I’m the new undergrad working here at the Bahlai lab. If you’ve been following along with the blog you’re aware of the bad break up project that’s been going on. This project looks at a long term data set, and breaks it up into shorter clumps to look at the trends. This will allow us to quantify how often we are wrong when we base conclusions off of three or four year studies.
We are digging through approximately 58,000 datasets from the US-LTER. My task is to continue working on the tritrophic interactions that Julia had started. She had created a list of sites that are likely to have the data needed, and what organisms I can look for. I needed to take that list, sort through available LTER data to find the data set, determine if it was at least 12 years or longer, and that it is usable and accessible data.
Easy enough right?
So a few things about me might be useful for context here. As stated, I am an undergraduate student studying Ecology and Conservation Biology. I’ve essentially no experience with large scale data management, and no experience using the LTER website or getting data from this site. In fact I had to google to find the LTER website since I have never used it before and thought everyone was saying LTR. In other words I am a newb at this. However I am armed with four and a half years of college experience (super seniors represent!), and I’m a millennial with the standard ‘navigating internet and sorting through stuff’ skills that are common to my generation. Someone with my education level, computer skills, and the reasonable level of guidance that I have should be able to navigate this site and find the information that I need. Here’s a step by step walkthrough of how successful I was at navigating these sites, what I found, and also some memes to express the feelings that arose during this experience.
The first thing I did was google for the LTER website, this takes me to the data portal. Now Christie wrote in the last blog post that this portal was, erm, less than helpful. But everyone else in the lab was busy when I started working on this and I didn’t want to interrupt anyone. So I got to find out about the data portal all on my own! I start out clicking on the advanced search option. According to the list Julia gave me there is probably a survey of small mammals in the Konza Prairie LTER site that is at least 12 years long. So I type in small mammals, select Konza Prairie, and I am presented with . . . this . .
As you can see, nowhere does it say how many years are included in the data set. It only lists the publication date, which is of no use to me if I want to know how long they studied something. In order to find the length of study, I have to click on the title, scroll down, find the metadata report, click on that, and then scroll down to find the years.
I have spent literal hours over the last couple weeks going through searching for keywords that will hopefully bring up what I need, clicking on a title, then clicking on the metadata report, and then scrolling all the way down just to see something like this:
This was a huge time suck and mildly frustrating to say the least. I was about ready to take my extensive credentials as a *checks notes* Mildly Annoyed Undergrad™ and march right up the LTER office and demand they change their name to the Year Long Ecological Research Network. In fact I was so peeved I took a break to make this extremely niche meme that about 6 people will think is funny.
Finally though, after sifting through what feels like a million data sets, I find one that actually goes for more than a few years. A bit of clicking around brings me to an excel spreadsheet with the data on it.

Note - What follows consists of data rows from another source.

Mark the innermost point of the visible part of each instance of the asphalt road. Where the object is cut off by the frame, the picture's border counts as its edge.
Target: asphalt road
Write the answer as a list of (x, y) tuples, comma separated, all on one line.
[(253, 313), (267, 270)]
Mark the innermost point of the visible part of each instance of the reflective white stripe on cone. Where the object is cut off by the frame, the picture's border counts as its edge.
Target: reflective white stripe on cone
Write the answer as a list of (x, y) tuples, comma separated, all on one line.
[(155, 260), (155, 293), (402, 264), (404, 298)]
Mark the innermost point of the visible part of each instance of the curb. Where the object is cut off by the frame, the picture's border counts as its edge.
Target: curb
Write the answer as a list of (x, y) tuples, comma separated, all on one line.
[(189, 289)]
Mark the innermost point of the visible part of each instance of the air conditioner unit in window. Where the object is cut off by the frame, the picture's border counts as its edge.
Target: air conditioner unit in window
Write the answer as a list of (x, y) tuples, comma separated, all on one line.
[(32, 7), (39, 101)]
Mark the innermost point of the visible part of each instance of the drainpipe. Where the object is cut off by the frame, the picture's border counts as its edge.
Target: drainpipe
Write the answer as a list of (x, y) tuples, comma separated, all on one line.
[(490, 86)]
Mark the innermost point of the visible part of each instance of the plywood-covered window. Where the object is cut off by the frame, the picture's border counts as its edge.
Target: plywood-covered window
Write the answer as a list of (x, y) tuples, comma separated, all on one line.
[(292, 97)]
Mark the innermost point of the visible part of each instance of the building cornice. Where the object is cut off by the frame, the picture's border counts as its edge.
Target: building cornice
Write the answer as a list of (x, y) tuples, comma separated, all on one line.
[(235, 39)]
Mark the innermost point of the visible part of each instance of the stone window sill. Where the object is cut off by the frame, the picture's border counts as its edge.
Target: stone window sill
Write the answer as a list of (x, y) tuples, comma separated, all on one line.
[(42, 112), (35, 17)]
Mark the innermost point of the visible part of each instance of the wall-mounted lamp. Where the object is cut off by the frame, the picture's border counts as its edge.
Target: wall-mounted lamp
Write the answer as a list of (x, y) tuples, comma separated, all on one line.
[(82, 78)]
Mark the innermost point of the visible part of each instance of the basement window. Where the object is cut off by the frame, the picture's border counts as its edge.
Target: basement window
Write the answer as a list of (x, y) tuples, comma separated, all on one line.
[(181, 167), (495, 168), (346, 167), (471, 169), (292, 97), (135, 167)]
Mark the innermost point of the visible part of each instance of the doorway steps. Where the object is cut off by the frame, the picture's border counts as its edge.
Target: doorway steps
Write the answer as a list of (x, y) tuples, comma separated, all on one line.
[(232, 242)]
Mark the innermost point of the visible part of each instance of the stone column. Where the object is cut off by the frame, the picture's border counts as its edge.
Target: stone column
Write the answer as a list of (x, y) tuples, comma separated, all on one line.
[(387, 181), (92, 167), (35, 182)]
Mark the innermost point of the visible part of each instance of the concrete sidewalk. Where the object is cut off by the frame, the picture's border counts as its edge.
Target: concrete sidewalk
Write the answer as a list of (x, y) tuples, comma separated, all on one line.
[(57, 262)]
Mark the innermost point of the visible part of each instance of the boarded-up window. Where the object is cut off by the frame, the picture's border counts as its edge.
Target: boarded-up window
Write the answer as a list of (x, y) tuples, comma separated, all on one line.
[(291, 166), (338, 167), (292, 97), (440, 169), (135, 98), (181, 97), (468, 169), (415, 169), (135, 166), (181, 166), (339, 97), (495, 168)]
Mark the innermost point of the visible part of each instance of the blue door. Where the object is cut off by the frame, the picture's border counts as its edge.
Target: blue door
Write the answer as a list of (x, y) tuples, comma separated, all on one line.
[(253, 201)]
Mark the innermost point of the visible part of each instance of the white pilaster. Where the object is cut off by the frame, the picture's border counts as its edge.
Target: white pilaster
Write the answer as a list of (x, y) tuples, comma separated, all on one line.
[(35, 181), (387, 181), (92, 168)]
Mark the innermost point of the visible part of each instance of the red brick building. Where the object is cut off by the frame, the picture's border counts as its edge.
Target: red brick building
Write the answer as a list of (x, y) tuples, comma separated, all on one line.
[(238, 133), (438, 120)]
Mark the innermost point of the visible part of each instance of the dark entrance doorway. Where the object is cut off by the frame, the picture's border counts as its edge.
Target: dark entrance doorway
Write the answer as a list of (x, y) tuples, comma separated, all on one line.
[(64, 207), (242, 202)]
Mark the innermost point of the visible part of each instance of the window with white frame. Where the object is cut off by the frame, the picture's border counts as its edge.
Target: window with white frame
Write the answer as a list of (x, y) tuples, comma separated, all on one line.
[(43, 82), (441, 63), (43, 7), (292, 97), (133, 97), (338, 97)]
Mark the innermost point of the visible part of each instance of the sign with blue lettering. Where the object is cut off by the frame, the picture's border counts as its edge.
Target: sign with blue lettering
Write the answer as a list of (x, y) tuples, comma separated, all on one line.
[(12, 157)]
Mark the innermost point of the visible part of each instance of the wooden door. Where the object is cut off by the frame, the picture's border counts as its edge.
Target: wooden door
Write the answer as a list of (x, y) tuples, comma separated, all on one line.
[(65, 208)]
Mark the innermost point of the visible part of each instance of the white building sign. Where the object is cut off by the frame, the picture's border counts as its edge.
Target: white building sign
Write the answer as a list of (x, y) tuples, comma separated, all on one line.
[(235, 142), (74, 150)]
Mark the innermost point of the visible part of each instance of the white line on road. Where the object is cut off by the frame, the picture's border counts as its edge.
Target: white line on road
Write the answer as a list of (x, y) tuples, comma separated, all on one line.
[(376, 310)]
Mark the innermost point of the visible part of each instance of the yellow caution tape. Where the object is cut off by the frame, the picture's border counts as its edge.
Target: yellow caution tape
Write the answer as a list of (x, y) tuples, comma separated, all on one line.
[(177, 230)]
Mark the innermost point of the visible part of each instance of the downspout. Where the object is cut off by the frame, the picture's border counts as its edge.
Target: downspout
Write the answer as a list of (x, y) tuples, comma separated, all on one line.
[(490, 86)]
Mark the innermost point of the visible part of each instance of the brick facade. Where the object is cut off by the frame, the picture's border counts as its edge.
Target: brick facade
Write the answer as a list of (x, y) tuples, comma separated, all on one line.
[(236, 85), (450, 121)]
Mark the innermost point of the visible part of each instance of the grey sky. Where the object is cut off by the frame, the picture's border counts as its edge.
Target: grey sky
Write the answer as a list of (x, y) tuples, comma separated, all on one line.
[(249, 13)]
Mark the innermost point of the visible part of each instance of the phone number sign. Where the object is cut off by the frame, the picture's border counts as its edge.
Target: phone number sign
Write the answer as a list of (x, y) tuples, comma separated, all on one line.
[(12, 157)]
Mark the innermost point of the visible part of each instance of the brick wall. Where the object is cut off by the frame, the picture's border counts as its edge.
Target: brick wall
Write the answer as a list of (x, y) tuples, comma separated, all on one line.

Now I just need to determine if this data on small mammals is usable. Thankfully it looks complete and without any weird blank spaces or scary looking errors (an earlier excel file I found had an error code of -99999 and that was a scary looking data sheet if I’d ever seen one).

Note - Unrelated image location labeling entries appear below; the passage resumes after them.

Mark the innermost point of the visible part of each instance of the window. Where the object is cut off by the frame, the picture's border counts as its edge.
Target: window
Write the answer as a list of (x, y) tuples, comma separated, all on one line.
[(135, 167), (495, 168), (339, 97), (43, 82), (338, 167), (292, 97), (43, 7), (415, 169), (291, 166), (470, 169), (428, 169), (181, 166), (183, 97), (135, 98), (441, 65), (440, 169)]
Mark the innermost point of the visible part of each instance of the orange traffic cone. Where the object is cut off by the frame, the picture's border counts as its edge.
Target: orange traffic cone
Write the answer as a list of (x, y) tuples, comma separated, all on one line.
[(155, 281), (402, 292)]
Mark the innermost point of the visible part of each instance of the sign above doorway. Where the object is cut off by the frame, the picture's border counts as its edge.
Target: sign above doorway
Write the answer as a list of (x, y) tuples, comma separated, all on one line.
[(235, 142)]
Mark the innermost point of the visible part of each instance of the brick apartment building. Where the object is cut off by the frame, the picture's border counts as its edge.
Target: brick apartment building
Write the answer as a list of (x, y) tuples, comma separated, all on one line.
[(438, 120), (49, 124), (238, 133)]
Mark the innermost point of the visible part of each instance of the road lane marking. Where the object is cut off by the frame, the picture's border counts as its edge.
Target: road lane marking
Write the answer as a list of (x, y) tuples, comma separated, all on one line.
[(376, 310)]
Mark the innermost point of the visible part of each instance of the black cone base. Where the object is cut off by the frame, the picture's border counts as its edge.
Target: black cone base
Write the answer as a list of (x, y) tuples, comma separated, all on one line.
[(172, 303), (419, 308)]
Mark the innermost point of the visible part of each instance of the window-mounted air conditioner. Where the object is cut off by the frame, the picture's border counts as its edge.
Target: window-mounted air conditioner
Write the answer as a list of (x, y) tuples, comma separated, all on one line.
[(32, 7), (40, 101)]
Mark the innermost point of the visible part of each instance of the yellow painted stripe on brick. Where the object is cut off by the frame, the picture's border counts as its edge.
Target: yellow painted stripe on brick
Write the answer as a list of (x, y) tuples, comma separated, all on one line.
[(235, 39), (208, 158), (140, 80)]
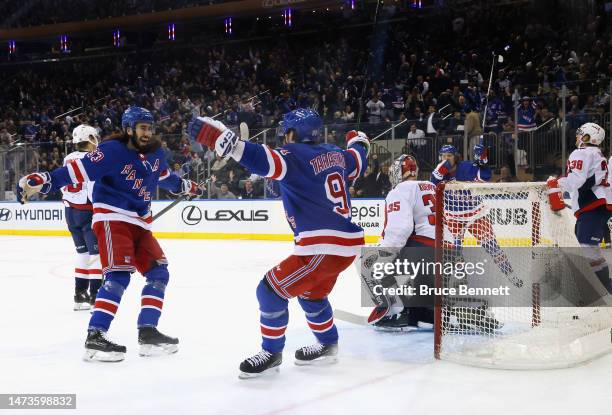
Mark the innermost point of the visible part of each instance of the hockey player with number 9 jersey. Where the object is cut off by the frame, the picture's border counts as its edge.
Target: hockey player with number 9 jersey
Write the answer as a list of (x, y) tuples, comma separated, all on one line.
[(313, 181), (590, 193)]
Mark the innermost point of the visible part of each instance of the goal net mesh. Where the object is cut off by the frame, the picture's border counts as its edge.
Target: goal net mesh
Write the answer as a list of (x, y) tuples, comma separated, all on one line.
[(554, 312)]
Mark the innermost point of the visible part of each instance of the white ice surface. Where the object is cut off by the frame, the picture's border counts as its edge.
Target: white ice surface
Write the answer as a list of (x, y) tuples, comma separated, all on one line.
[(210, 305)]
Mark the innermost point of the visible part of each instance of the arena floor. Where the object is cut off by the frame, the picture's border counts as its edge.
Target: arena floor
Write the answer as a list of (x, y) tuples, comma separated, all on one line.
[(211, 306)]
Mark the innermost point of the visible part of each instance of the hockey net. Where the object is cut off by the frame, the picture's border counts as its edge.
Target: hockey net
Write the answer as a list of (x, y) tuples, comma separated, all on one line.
[(543, 321)]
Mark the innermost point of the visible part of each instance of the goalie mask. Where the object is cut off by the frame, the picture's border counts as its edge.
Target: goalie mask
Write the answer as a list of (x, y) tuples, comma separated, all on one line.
[(85, 133), (589, 133), (403, 168)]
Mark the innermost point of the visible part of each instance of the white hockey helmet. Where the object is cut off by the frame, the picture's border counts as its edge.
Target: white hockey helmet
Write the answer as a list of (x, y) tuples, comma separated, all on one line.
[(595, 134), (403, 167), (83, 133)]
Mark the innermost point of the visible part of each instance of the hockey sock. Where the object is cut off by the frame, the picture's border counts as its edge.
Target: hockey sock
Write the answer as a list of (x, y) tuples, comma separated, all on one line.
[(273, 319), (320, 318), (108, 299), (81, 272), (95, 275), (152, 299)]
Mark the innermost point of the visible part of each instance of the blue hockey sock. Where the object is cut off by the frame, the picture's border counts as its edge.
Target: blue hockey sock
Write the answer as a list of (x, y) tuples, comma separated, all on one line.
[(320, 318), (152, 298), (108, 299), (94, 286), (273, 319), (81, 284)]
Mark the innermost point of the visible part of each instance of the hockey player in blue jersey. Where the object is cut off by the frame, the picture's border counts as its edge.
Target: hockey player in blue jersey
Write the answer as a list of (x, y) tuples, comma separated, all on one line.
[(313, 181), (126, 171), (465, 212)]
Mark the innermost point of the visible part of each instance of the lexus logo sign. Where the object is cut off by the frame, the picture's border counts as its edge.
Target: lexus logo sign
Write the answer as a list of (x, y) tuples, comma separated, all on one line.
[(5, 214), (192, 215)]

Most of the spreadsheet is logical. There’s the year (this was out of order but clearly labeled so it’s fine), the season, and a watershed ID number, all of that’s fine. Then we get to the actual data, it’s a whole bunch of acronyms, followed by a series of numbers.
Now it may be a cool science thing that I’m not privy to, but this spreadsheet is so full of acronyms that it’s essentially illegible to an outsider unfamiliar with the system. Isn’t the goal of these types of data sets to allow future scientists to come in and reuse the data with relative ease? Well, that’s what the metadata was for!
Thankfully there was an easy to find (it was not) and logically labeled (it also was not) file attached named knb-lter-knz.88.7.txt. This file is not to be confused with knb-lter-knz.88.7.report.xml or knb-lter-knz.88.7.xml, these other two files contain… information (its actually probably really important stuff but I don’t know what any of it means yet). Thankfully the metadata was mostly legible and explained the acronyms clearly. Took me a couple extra clicks but I think this data set will work for what I need!
Next steps are cleaning up the data!